Nach dem Blumentanz zogen mit Arbeiten der Malerin Ellen Heuck aus Bad Langensalza und der Keramikerin Marion Walther aus Mühlhausen wieder regionale Sehenswürdigkeiten in das Schloss, um wenige Monate später von der vielbeachteten Ausstellung der privaten Sammler Hannelore und Harald Preuster aus Friedrichroda abgelöst zu werden. Mehrere Wochen waren namhafte ostdeutsche Künstler in dem neuen Ausstellungszentrum zu sehen und Publikumsmagnet für mehrere hundert Besucher.

Derzeit ist die fünfte Ausstellung im Schloss zu sehen.
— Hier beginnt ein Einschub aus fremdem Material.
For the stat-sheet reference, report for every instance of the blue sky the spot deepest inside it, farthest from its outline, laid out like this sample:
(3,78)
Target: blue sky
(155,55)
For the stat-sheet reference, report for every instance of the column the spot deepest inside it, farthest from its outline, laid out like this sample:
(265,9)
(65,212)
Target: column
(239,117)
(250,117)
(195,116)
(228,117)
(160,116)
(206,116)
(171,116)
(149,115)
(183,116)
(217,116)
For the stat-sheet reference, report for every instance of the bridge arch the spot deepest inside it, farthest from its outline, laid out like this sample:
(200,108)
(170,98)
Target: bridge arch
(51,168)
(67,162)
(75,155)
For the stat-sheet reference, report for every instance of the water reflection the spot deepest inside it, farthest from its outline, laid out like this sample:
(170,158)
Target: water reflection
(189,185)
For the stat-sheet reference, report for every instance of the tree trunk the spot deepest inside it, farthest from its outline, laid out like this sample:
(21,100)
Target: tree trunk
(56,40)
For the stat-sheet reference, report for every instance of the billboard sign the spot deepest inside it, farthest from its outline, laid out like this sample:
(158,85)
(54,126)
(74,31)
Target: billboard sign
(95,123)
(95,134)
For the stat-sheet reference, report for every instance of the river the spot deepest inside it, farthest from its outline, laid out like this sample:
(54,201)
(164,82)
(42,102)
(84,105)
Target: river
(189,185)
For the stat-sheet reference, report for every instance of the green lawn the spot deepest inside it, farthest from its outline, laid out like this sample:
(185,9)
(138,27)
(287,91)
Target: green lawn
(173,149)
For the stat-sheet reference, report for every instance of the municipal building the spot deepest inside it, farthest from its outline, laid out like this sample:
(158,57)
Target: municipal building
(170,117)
Dieses Mal istes wieder ein Podium für die Kunstprofis des Vereins. „Das kleine Format“ ist der Titel der Verkaufsausstellung, die noch bis Mitte Februar zu sehen ist. „Vielleicht finden Kunstliebhaber ja hier etwas Schönes, dass sie sich selbst oder anderen schenken wollen“, wirbt Judith Unfug-Leinhos für einen Besuch.

Kunst soll schließlich nicht nur entstehen, sie soll auch Käufer finden.

In der nächsten Folge stellen wir die Galerie im Kunsthaus in Mühlhausen vor.

Steckbrief

Die Schlossburg ist das älteste erhaltene, komplett aus Stein gemauerte Gebäude der Stadt Bad Langensalza. Die Erbauer der im 12. Jahrhundert errichteten Anlage nannten sich Herren von Salza. Die Dryburg war zum Stammsitz derer von Salza.

Heute beherbergt das historische Schloss modern ausgestattete Wohnungen und seit Januar dieses Jahres die Galerie des Vereins „Kunstwestthüringer“.

Geöffnet hat die Galerie donnerstags bis samstags von 14 bis 17 Uhr (außer Heiligabend). Ein Besuch ist kostenfrei.